When a little boy sees a cardboard box, he is not content to just give it a superficial glance--he wants to look inside the box.
As humans, we are drawn to mystery. The experience of mystery is interesting because it is not that life is not or cannot be understood, but that it can never be fully understood, in its totality. And yet the desire to know and understand remains.
The drama of life is also undeniably one of paradox! St. Paul described this experience of being human so well in his letter to the Romans: "I do not understand my own actions. For I do not do what I want, but I do the very thing I hate." (7:15)

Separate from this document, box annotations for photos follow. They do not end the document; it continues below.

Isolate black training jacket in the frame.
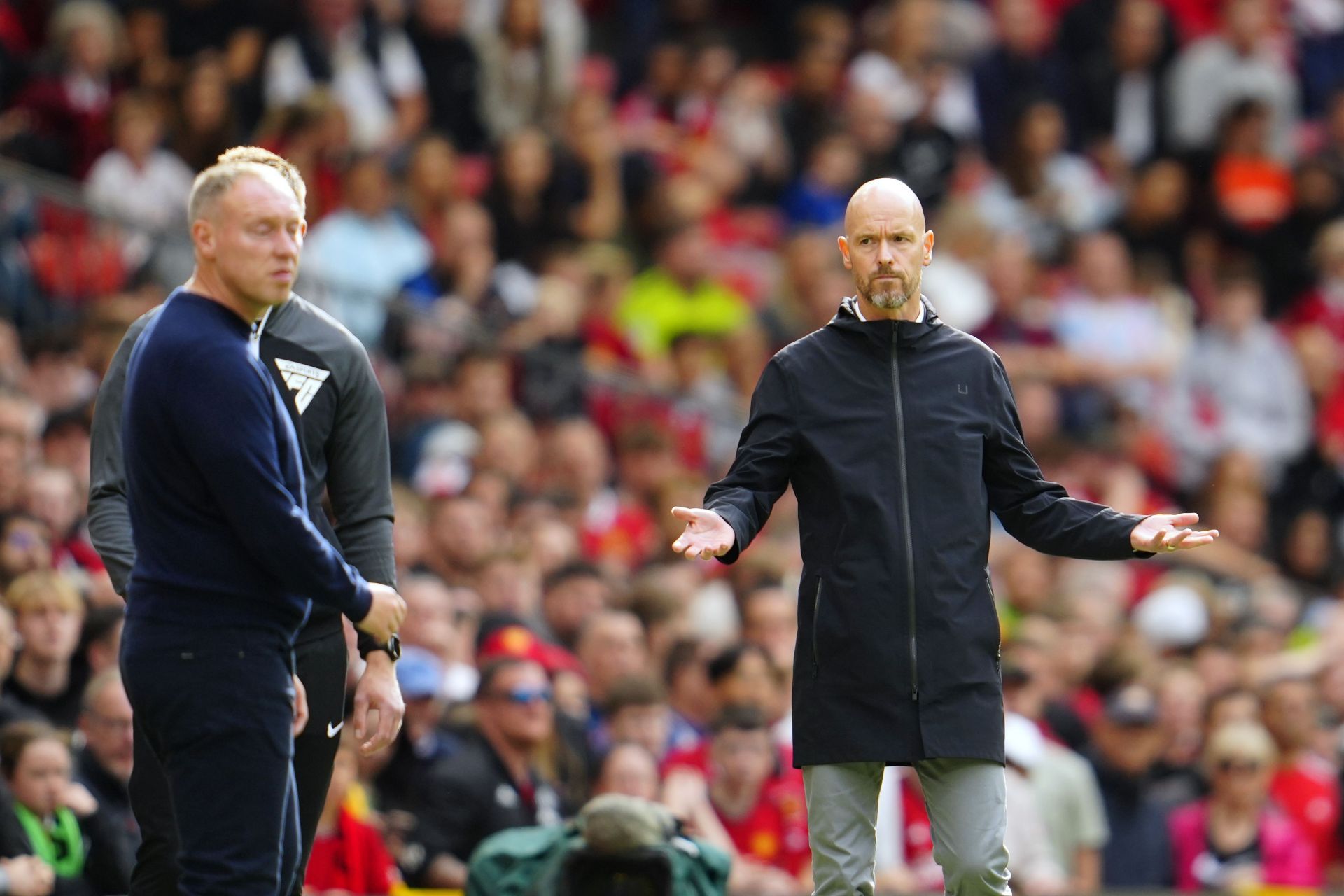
[704,297,1142,767]
[89,295,396,652]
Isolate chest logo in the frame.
[276,357,332,415]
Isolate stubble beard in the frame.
[859,271,919,312]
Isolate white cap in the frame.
[1004,712,1046,771]
[1134,584,1208,648]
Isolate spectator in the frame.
[370,646,458,827]
[1167,273,1310,488]
[848,0,980,137]
[783,132,860,228]
[1285,218,1344,345]
[304,731,396,896]
[1062,0,1168,165]
[663,638,715,750]
[398,575,477,703]
[6,571,88,729]
[263,0,428,152]
[307,156,430,345]
[1002,659,1110,893]
[16,0,125,177]
[682,706,812,893]
[593,740,659,802]
[0,722,130,896]
[74,669,132,869]
[974,0,1067,158]
[1170,722,1321,892]
[542,560,612,650]
[577,610,648,712]
[0,513,52,587]
[1169,0,1298,161]
[169,56,244,172]
[1214,99,1293,235]
[1087,685,1173,888]
[594,674,672,763]
[406,0,485,153]
[1004,713,1071,896]
[617,223,751,357]
[977,99,1117,259]
[1261,678,1340,883]
[412,659,563,887]
[85,92,193,232]
[473,0,584,140]
[1055,232,1176,407]
[739,582,798,669]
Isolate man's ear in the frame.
[191,218,215,258]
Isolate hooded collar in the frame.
[827,294,944,345]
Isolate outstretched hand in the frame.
[1129,513,1218,554]
[672,507,738,559]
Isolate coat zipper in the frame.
[891,332,919,703]
[812,579,821,678]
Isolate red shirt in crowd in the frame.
[1268,756,1340,872]
[304,808,395,896]
[714,778,812,874]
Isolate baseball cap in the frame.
[476,622,582,674]
[1105,685,1157,728]
[396,648,444,700]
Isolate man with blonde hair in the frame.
[4,570,89,728]
[108,150,406,896]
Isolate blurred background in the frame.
[0,0,1344,896]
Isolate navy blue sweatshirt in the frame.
[121,289,372,640]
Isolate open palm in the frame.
[672,507,736,559]
[1129,513,1218,554]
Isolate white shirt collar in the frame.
[853,297,925,323]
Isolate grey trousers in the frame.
[802,759,1012,896]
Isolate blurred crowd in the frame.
[0,0,1344,896]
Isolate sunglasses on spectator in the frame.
[495,688,554,706]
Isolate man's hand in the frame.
[672,507,738,559]
[1129,513,1218,554]
[294,676,308,738]
[355,650,406,756]
[0,855,57,896]
[355,583,406,643]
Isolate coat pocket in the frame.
[812,576,821,678]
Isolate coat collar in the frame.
[827,294,944,345]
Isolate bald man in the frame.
[672,178,1218,896]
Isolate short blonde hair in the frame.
[215,146,308,217]
[1204,722,1278,766]
[187,146,308,222]
[4,570,85,615]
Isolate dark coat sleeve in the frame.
[983,356,1151,560]
[89,312,153,596]
[79,808,130,896]
[704,356,798,563]
[327,344,396,655]
[174,352,372,622]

The paradox is that if one approaches knowledge and understanding with this sense of mystery and paradox, one will know and understand more clearly.
This being stated, it is important to adhere to this mentality in trying to answer the question that Jesus Christ posed to Peter and the disciples, “Who do you say that I am?”
Characteristic of Jesus’ approach in the gospel accounts, he does not give the apostles a straightforward answer. Yet his words and deeds provide the clues needed to connect the dots on the mystery of his existence.
It is (paradoxically!) a question that he has answered, and that has yet to be answered.
This loss of the importance of recognizing the reality of mystery and paradox (and that reality is mystery and paradox) in the discovery of truth is what has led to the current problems in modern Christological scholarship in trying to unpack who this man Jesus is.